El mismo abogado defendió una querella que llegó el pasado verano al Tribunal de Justicia de las Comunidades Europeas (TJCE). El Tribunal Constitucional alemán había emitido una resolución judicial en la que cuestionaba la legalidad del anterior programa de compra de deuda del BCE y optó por apelar a la justicia europea para que se pronunciase, antes de emitir una sentencia definitiva.
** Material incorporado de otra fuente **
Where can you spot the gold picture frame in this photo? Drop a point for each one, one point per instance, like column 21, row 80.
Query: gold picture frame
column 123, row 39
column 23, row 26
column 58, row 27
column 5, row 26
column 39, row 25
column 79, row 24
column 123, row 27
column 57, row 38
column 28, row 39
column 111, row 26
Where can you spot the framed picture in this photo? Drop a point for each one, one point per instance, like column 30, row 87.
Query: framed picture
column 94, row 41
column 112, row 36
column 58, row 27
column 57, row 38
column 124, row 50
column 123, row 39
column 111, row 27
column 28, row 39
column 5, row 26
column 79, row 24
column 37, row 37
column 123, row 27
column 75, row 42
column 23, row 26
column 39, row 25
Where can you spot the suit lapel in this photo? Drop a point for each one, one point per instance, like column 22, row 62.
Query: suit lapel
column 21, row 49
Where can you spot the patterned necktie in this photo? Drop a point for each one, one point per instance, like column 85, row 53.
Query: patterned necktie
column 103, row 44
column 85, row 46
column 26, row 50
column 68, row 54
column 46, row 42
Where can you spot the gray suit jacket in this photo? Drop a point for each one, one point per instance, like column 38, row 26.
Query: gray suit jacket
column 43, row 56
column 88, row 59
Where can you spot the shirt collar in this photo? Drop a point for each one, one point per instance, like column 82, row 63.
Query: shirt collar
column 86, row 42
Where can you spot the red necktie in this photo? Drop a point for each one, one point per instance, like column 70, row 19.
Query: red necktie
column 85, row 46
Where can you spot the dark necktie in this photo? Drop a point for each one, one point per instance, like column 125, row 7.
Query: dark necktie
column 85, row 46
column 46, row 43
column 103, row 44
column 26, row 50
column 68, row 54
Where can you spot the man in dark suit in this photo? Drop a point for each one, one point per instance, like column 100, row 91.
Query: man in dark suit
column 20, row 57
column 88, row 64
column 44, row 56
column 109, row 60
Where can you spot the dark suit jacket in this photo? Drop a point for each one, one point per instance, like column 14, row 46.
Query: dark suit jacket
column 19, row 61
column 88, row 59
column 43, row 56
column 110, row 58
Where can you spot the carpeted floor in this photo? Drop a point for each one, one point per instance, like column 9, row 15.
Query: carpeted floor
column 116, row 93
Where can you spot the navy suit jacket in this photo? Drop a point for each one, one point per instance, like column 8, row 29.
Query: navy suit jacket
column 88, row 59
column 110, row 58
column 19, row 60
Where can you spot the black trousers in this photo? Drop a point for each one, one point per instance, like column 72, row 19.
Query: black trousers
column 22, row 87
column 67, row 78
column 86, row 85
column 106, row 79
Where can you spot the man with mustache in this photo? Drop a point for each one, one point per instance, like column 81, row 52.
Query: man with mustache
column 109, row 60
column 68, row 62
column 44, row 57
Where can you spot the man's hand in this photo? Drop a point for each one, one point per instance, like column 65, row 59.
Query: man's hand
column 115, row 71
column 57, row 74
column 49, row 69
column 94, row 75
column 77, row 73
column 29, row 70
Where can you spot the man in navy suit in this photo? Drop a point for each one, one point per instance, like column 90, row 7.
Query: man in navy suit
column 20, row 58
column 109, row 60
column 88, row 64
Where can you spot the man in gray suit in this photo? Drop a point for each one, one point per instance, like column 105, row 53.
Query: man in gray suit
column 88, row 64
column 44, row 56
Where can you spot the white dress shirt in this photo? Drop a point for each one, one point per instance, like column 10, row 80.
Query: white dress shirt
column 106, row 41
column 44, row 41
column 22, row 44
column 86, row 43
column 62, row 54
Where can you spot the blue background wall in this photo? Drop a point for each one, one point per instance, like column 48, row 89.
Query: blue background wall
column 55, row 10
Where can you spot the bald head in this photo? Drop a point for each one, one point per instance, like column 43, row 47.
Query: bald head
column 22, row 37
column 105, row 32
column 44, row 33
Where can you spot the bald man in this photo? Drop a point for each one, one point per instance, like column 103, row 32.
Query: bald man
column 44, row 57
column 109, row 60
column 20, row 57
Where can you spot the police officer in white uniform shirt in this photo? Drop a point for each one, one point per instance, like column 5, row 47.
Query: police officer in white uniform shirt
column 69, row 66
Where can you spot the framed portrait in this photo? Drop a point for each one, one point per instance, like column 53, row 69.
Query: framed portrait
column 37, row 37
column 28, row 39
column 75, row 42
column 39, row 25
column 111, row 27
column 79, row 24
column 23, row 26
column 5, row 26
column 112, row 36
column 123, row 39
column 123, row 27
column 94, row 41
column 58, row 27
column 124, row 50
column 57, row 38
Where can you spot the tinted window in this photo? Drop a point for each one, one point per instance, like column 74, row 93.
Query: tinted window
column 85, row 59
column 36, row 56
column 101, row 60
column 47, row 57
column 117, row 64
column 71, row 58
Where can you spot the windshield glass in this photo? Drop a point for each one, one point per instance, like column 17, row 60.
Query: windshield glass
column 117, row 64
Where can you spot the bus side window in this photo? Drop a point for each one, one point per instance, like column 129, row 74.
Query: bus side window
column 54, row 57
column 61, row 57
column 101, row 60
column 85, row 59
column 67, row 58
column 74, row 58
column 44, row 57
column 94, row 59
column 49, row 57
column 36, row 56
Tras un juicio de un día y medio, el TJCE certificó la legalidad del programa de Draghi y el Constitucional alemán trasladó la decisión a su sentencia, pero quedó en evidencia la duda por parte de los jueces de Karlsruhe. En esta ocasión, la demanda cuenta como nuevo argumento con un proceso de decisión que no ha recibido el respaldo del Bundesbank y el resto de bancos centrales escépticos.

Junto con los rescates europeos, esta política del BCE es ampliamente rechazada en Alemania y está propiciando el auge de un partido antieuropeo, Alternativa para Alemania (AfD), cuyo objetivo es sacar a Alemania del euro y que es ya la principal fuerza de oposición en el Bundestag. En las elecciones regionales de Turingia, el pasado domingo, AfD obtuvo prácticamente uno de cada cuatro votos.

El presidente del Bundesbank, Jens Weidmann, se opuso a este segundo programa de compra de bonos y posteriormente ha hecho declaraciones oponiéndose a que el BCE dé a preferencia en sus compras a los bonos verdes. «Nuestro mandato es la estabilidad de precios, y debemos seguir el principio de neutralidad del mercado al implementar nuestra política monetaria», ha dicho, «una política monetaria que persigue explícitamente los objetivos de la política ambiental amenaza con sobrecargarse».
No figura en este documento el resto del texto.